SPF Project



BUMB’INGOMSO - LEADERSHIP PROGRAMME

Funded by: KfW Development Bank (via DG Murray Trust)

Programme Manager: Mancane Futwa

Sector: Health

BUMB’INGOMSO - LEADERSHIP PROGRAMME

The Small Projects Foundation was awarded the rights to implement, on behalf of the DG Murray Trust, a highly ambitious intervention dedicating to bettering the lives of Young Women and Girls within Buffalo City Metro.  The intervention is implemented under the banner of Bumb’Ingomso.  The Small Projects Foundation is at the centre of the intervention, responsible for the Behaviour Change and Communication component.

Bumb’Ingomso is a project of the National Department of Health funded by the Federal Republic of Germany, through KfW in partnership with the DG Murray Trust. The project offers youth-centred multifaceted interventions, which focus on behavioural, structural and social issues.

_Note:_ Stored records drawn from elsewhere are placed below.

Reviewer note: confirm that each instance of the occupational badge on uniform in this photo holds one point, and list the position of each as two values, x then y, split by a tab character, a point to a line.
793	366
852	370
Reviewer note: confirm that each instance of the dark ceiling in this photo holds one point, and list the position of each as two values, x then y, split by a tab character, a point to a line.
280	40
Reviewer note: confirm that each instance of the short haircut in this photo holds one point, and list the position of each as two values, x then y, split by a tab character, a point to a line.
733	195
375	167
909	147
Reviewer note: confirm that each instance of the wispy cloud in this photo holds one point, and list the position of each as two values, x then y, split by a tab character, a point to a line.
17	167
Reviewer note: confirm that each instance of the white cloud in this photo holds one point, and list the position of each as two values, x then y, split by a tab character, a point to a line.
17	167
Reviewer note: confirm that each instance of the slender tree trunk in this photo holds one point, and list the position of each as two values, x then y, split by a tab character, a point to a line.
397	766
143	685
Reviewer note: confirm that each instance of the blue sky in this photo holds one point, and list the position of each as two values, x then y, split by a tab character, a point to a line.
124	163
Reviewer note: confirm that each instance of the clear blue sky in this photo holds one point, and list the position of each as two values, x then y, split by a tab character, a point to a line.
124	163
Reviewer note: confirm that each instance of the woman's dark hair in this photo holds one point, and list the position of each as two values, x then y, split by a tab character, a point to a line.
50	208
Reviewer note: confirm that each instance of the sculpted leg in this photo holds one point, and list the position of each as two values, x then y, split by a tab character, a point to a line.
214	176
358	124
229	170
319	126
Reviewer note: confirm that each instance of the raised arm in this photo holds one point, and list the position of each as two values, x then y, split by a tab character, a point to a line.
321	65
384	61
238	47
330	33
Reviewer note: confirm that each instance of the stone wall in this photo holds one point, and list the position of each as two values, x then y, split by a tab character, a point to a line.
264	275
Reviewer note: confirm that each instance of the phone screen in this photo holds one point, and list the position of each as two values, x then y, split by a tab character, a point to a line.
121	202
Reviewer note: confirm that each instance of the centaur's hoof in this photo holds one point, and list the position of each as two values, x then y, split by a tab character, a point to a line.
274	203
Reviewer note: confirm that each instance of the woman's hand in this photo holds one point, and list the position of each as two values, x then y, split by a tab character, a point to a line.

These are designed to create an ecosystem that supports young women and creates a sense of imminent possibility.

The combination of these interventions is meant to accelerate impact and result in outcomes such as adoption of healthy behaviours, retention in school, young people making informed choices that are beneficial to their wellbeing and support structures that help young people to participate meaningfully in activities within and beyond their communities.

The project started in the second quarter of 2017.

 

Objectives:

  • Build the aspirations of teenage girls and young women through establishing an aspirational leadership network that builds agency and connects to opportunities
  • Mentoring of young women in leadership and designing and running community projects which will include: club organisation, motivational and healthy sexuality programmes
  • Develop linkages between young women in the BI target group and other women in the community, business, government and broader civil society in order to inspire and provide mentorship
  • Mobilise and engage communities in addressing the drivers of the risk tolerance and shaping protective social norms
  • Capacitate Life Orientation teachers in identified, willing and committed schools to improve delivery of SRH education
  • Create and maintain a response mechanism to respond to demand created through community engagements

 

Successes:

To date we have in excess of 8000 members registered in the network.

  • As part of building a team to ensure sustainable and successful rollout of the programme, we have recruited a group of stipend receiving mentors who are drawn from the various wards we operate in. To date, we have 24 such mentors who have been capacitated and deployed in the communities to strengthen and grow the programme implementation reach
  • We contributed to the development and launch of a youth magazine called, YAKHA.  The magazine is targeted at young people of BCM and provides them with a platform to tell their stories as well as feature up and coming young people doing great things for themselves and their futures within the BCM area.  The magazine run is 40,000 copies and is produced quarterly.  The SPF team is responsible for distribution of the magazines through its community networks.